Словно услышав ее, следующий выстрел Хардли направил ниже. Как и два последовавших за ним.

– Шины, – возмутилась леди Эвелин. – Он стреляет по шинам!..

Мы и сами это поняли, когда после громкого хлопка машина просела на один бок, и все завертелось. Теряя управление, леди Гринберг ударила по тормозам, но было слишком поздно. Последним, что я запомнил, прежде чем закрыл глаза, была кирпичная кладка стены.

Глава 18

Доктор


Столкновения не произошло. Машину ощутимо тряхнуло при торможении, но, когда я открыл глаза, стена стояла на том же месте, а я все еще был жив. Автомобиль остановился меньше чем в десяти сантиметрах от кирпичной кладки – везение, достойное вмешательства Вирд. Леди Эвелин, поправив съехавшую набок шапочку, легко выскользнула со своего сиденья и присела на корточки у простреленного колеса.

– Что там? – поинтересовался Эйзенхарт, выходя вслед за ней. – Починить можно?

Леди Эвелин что-то пробормотала на иньском наречии. Нечто нецензурное, если я правильно расслышал.

– Шина в лохмотья и трещина в ободе, – повторила она громче, поднимаясь на ноги и выбрасывая испачканные во время осмотра перчатки прямо на землю. – Тут и вулканическая мастерская не спасет. Которой я, кстати, не вижу. Смиритесь, детектив. Ваша погоня окончена.
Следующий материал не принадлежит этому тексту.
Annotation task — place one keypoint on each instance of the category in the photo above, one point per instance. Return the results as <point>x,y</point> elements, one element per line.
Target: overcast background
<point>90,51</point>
Тот смерил ее внимательным взглядом.

– Нет, – возразил он. – Должно быть что-то еще. Не зря же из всех машин города мне попалась ваша. Должно быть…

Логика в его словах улавливалась с трудом. Ее и не было – только нежелание признавать очевидное. Взъерошив волосы, Эйзенхарт быстрым шагом дошел до угла. Повернул обратно. Зашел на второй круг.

– В самом деле, детектив? «Должно быть»?! Это все ваши аргументы? Может, в таком случае спросите, нет ли у них автомобиля? – крикнула ему вдогонку девушка. – Вам ведь должно повезти.

Под «ними» леди Эвелин подразумевала приближавшихся к нам молодых мужчин, заметно взволнованных и явно собиравшихся на улицу в спешке. Один из них, добродушного вида парень с взъерошенными волосами и удивленным взглядом янтарных совиных глаз, выбежал лишь в рубашке и на ходу натягивал пальто.

– Вы в порядке? Мы видели аварию в окно…

– Все хорошо, – отмахнулся Эйзенхарт, возвращаясь к нам. – Леди очень вовремя удалось затормозить.

– Леди Эвелин? – молодой филин удивленно моргнул и склонился перед ней в легком поклоне.

Отвлекшаяся от перепалки с Эйзенхартом, леди Эвелин недоуменно нахмурилась.

– Мы ведь знакомы?

Предположение казалось настолько же абсурдным, насколько был нелеп облик филина. Если безупречное произношение и знакомство с леди Гринберг могло навести на мысли о положении в обществе, то его наряд вынуждал отбросить эту теорию. Ни один приличный человек (кроме Эйзенхарта, чьи вещи, хоть и были слишком дорогими для детектива полиции, быстро приходили в негодность после поисков расчлененного трупа на городской свалке, прыжков из окон доходных домов и трехдневных «мозговых штурмов» в кабинете) не позволил бы себе появиться на людях в пальто полувекового возраста с наполовину оторванным карманом и пятнами масла на груди.

– У вас случайно нет машины на ходу? – совершенно серьезно поинтересовался Эйзенхарт, пришедший к тем же выводам, что и я.

– Нет.

– Oui[20], – одновременно ответил спутник филина, худощавый джентльмен, до сих пор хранивший молчание.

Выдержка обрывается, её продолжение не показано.